Sorry, I'm going on at great length here, but it's interesting trying to unpack why your character sounds male to me.
thekit
Nov. 25th, 2009 12:45 pm (UTC)
I got the idea for the main character and the voice after reading Anthony Swofford's Jarhead and thought - what would have happened if he'd not joined the marines, but ended up as a physics geek and invented the time machine from Primer... and got the device working on the very worst day of American modern history.

The hollow burned out affect - and the sense of powerlessness that it conveys - that pervades the voice is 80% inspired by Swofford, with a little tim o'brien uncertainty in there for good measure. There are other influences in there to build the main character but i'd say those are the main two.
17catherines
Nov. 26th, 2009 11:23 am (UTC)
I like it very much, wherever it comes from. Actually, I do think I overstated the language-use / gender argument, and certainly did not intend to say that this is just how things are, rather that this is why I interpreted the character as I did.
deathbyshinies
Nov. 20th, 2009 04:51 am (UTC)
You already know that I really like it, and I do think the new version is generally more coherent.

Picky bits:

Not bad for a pair of postgrad students.

If your narrator is USAmerican, I think you're 'grad students'.

If you had mastery of a small stretch of time, wouldn't you press the reset button? Try at least to change things? Yes. Yes we would.

I preferred the earlier ambiguity, and might even take it further: something like

If you had mastery of a small stretch of time, would you press the reset button? Try at least to change things?

But yeah, this is amazing, and I approve wholeheartedly.
thekit
Nov. 20th, 2009 08:41 am (UTC)
Awww. Thanks!

I alwas get confused over the grad/postgrad thing.

I'm going to make a bunch of tuning changes - things like instead of "when you were sure you buried the body, and hid the car" to "when you were satisfied, you buried the body and hid the car"

More nitpicks and style notes very welcome!

Also, is the narrator hooky enough? I'm trying to walk the line with this guy. I want to know if I'm going too far either side.
thekit
Nov. 20th, 2009 08:43 am (UTC)
Also I'd better note that it's the cockpit door that the passengers are ramming, not the cabin door.

Although blowing the cabin door would probably be an easier task for the passengers and might force the plane down by decompressing the aircraft - especially if the hijackers don't know how to use the pilot's breathing aparatus.
(Anonymous)
Nov. 25th, 2009 07:51 am (UTC)
I like your writing style, however if I had 30 hours I'd be making a few phone calls to the appropriate airlines rather than trying to shoot down a plane.
thekit
Nov. 25th, 2009 12:49 pm (UTC)
Ah that's an excellent point, i hadn't thought to check that the airlines are obligated to contact the authorities and get investigated and all any reported threats.

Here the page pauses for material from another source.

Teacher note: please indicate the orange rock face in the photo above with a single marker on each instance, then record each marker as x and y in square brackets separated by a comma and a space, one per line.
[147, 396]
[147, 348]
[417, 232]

I guess i'll have to think of some reason why the planes would still fly that day.

A carrier would definitely shut down a flight if it was told that hijackers were on board, or at least make it harder for the hijackers to board.

and the narrator would have to know the flight numbers. I remember the news published them within hours of the attack.


thankyou, that's definitely food for thought.